Sloan Green lamented that teams today break down huddles with their sticks up. “We used to do hands in,” she said. “That was important, to touch each other.”

And to see hands that looked like yours.

“This is an amazing opportunity. You don’t see a lot of all-Black teams,” said Samiah Hayes, whom Smith singled out as having legitimate Division I potential as a lacrosse player if she applies herself in the coming years. “It’s a good way to build a family. I’ve learned to gain more self-confidence and to trust others more.”

Hayes was one of the players Smith chastised before sending them to “Mom Tina” under the tent.
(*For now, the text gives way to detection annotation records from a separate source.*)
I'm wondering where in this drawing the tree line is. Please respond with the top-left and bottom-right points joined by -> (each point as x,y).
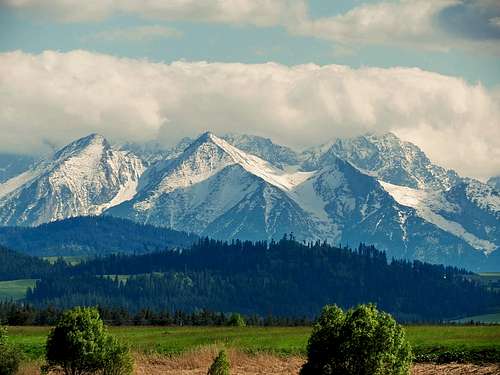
26,235 -> 500,322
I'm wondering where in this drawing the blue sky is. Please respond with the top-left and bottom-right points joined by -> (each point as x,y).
0,0 -> 500,86
0,0 -> 500,179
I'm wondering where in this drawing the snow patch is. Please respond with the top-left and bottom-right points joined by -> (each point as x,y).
379,180 -> 497,254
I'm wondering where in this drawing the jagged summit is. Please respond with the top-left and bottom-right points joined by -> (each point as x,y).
0,134 -> 144,225
0,132 -> 500,267
328,133 -> 460,190
53,133 -> 107,159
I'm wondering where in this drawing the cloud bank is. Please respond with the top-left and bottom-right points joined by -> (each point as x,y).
0,51 -> 500,178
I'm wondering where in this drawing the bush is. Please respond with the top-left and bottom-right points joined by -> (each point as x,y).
42,307 -> 133,375
300,305 -> 412,375
0,326 -> 21,375
207,350 -> 231,375
227,313 -> 247,327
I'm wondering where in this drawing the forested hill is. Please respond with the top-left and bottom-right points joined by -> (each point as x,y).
0,246 -> 56,281
27,239 -> 500,321
0,216 -> 198,256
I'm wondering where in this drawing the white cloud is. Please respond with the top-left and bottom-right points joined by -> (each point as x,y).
0,51 -> 500,181
83,25 -> 182,42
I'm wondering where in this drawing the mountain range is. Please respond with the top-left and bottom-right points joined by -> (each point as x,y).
0,133 -> 500,270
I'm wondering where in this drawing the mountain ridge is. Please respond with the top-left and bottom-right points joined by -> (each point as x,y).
0,132 -> 500,267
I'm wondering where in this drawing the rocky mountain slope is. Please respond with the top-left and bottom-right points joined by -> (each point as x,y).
0,133 -> 500,269
0,134 -> 144,225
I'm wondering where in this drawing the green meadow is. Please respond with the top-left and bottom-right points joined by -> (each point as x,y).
0,279 -> 36,301
9,325 -> 500,362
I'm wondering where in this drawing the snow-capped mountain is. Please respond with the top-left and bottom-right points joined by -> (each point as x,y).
315,133 -> 500,266
221,134 -> 299,168
0,133 -> 500,269
108,133 -> 322,239
0,134 -> 144,225
0,153 -> 35,184
317,133 -> 460,189
487,176 -> 500,190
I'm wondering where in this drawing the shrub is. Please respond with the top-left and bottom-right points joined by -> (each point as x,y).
42,307 -> 132,375
227,313 -> 247,327
300,305 -> 412,375
207,349 -> 231,375
0,326 -> 21,375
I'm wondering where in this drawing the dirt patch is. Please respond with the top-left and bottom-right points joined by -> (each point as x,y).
136,347 -> 500,375
136,347 -> 304,375
19,347 -> 500,375
412,363 -> 500,375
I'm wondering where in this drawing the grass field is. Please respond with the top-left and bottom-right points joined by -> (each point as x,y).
41,255 -> 88,265
455,313 -> 500,324
0,279 -> 36,300
9,326 -> 500,359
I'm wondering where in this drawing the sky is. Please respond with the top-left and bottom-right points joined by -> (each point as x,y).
0,0 -> 500,180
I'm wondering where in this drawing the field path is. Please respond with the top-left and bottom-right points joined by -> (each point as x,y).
136,348 -> 500,375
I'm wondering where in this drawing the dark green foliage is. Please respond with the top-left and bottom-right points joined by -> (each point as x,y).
43,307 -> 132,375
0,245 -> 53,281
0,216 -> 197,256
207,349 -> 231,375
300,305 -> 412,375
0,326 -> 21,375
27,239 -> 500,324
227,313 -> 247,327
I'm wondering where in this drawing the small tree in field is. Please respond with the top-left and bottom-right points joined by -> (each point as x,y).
42,307 -> 133,375
0,326 -> 21,375
227,313 -> 247,327
300,305 -> 412,375
207,349 -> 231,375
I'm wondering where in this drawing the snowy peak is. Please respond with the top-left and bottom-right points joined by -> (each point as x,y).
0,134 -> 144,225
221,133 -> 299,169
146,132 -> 313,192
487,176 -> 500,191
329,133 -> 460,190
53,134 -> 111,160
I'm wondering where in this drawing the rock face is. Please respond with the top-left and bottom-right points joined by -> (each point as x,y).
319,133 -> 460,189
487,176 -> 500,190
0,134 -> 143,225
0,153 -> 35,184
0,133 -> 500,269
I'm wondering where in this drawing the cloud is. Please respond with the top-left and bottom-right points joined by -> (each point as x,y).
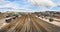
31,0 -> 56,8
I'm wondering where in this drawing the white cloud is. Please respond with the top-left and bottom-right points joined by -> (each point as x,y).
31,0 -> 56,8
Sloan Green urged them to think feet-first on defense, like in basketball, but did not get a chance to say much more. Another coach competing in the 14U division of the World Lacrosse Women’s Festival — a white woman — interrupted them.

“I just wanted to say hi and thank you for what you’ve done for the game,” the woman said.

“It’s important for the new generation, not just with Eyekonz but across the world, to know the sustenance and the foundation that Tina Sloan Green created,” Smith said. “After she was sick, I was like, ‘You know what? What better way to give homage to the woman that paved the way not only for myself and for my players, but for women’s lacrosse, than to have her come back and share her knowledge?’ Since she came on, it’s like she never stopped.”